Born in Rochester, NY, Relph played for two years in West Virginia and two years in St. Bonaventure and contracted the coaching bug after injuring his knee after graduation, where he interned with Bonnies coach Mark Schmidt. In 2010 he decided to become a personal basketball trainer and moved to Dallas.

There he met Randle, who was already a precocious talent, who would have a great freshman year in Kentucky before joining the Lakers with the seventh pick of the 2014 draft. He played in LA for four years, moved to New Orleans for a very productive 2018/19 season, then signed a three-year $ 63 million deal with the Knicks.

“He’s the hardest worker I’ve ever seen,” says Relph. “By far.

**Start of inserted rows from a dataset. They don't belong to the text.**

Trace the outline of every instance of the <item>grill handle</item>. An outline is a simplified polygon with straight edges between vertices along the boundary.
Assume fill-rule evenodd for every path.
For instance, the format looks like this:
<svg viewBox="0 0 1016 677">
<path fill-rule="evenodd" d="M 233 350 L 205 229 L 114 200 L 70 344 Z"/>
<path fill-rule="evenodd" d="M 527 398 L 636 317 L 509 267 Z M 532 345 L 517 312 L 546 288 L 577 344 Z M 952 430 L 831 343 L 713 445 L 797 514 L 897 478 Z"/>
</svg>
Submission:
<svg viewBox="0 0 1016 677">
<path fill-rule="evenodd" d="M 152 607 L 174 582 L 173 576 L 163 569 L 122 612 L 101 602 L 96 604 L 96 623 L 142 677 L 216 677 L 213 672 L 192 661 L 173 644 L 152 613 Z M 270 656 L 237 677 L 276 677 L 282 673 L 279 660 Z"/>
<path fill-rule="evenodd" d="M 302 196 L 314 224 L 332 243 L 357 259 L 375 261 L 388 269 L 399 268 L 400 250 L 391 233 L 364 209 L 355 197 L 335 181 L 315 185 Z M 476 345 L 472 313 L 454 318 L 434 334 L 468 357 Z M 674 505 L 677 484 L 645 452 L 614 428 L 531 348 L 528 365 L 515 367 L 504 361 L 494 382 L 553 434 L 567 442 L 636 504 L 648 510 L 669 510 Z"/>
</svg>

You know, it’s not easy to get an average of 20 and 10 and 3 in the NBA. Not just by showing up. But even by that standard, he’s taken it to incredible levels this summer lifted. “

Randle showed up at the gym every day. Sometimes they had three separate workouts, and they didn’t include the weight sessions with Sanders.

“We only had time,” says Relph, “and he didn’t want to waste any of it. We had nine months. So I said to him, ‘Let’s be a star. Let’s try to make you one of the best players in the league. ‘We went back to what we used to do. Footwork, stuff to make sure he got to places quickly. Again and again. Every day.”

Relph stressed the importance of using a dribble, or two, to get a shot when needed; when he saw Randle use that move twice to break away from Giannis Antetokounmpo in the Knicks’ third game of the season, he screamed at television with delight.

Despite all the hard work, the most important moment of the summer was July 30, when word came that the Knicks had hired Tom Thibodeau. Immediately, Relph thought this would be a perfect marriage.

“I knew what this was going to be,” says Relph. ‘I said to him,’ You’re going to play 40 [minutes] every night. If you play hard, Thibs will let you go. We didn’t think he wished he could be a point ahead, but once they spoke and he said it was just perfect. Responds to all of Ju’s strengths.

“It’s been phenomenal because Julius and Thibs have the same mindset. They are workers. Neither of them ever really got anything, they had to earn everything. They are both the first to work every day. They see things in exactly the same way. “

The payout is of course this season, the Knicks start with a surprising 5-3 start, Randle averaging 23.1 points, 12.0 rebounds and 7.4 assists. The All-Star game has already been canceled, but Randle’s goal of pushing his game to an all-star level has played perfectly so far.

That has excited Knicks fans. And brought joy 1,300 miles west, where his friend and trainer will officially open the Tyler Relph Basketball Lab in downtown Dallas this weekend, where his current clients – RJ Hamton, Willie Cauley-Stein and Skylar Diggins-Smith, among them – will have a house. And where Julius Randle can always go for a nice workout. Although he probably won’t stop at one.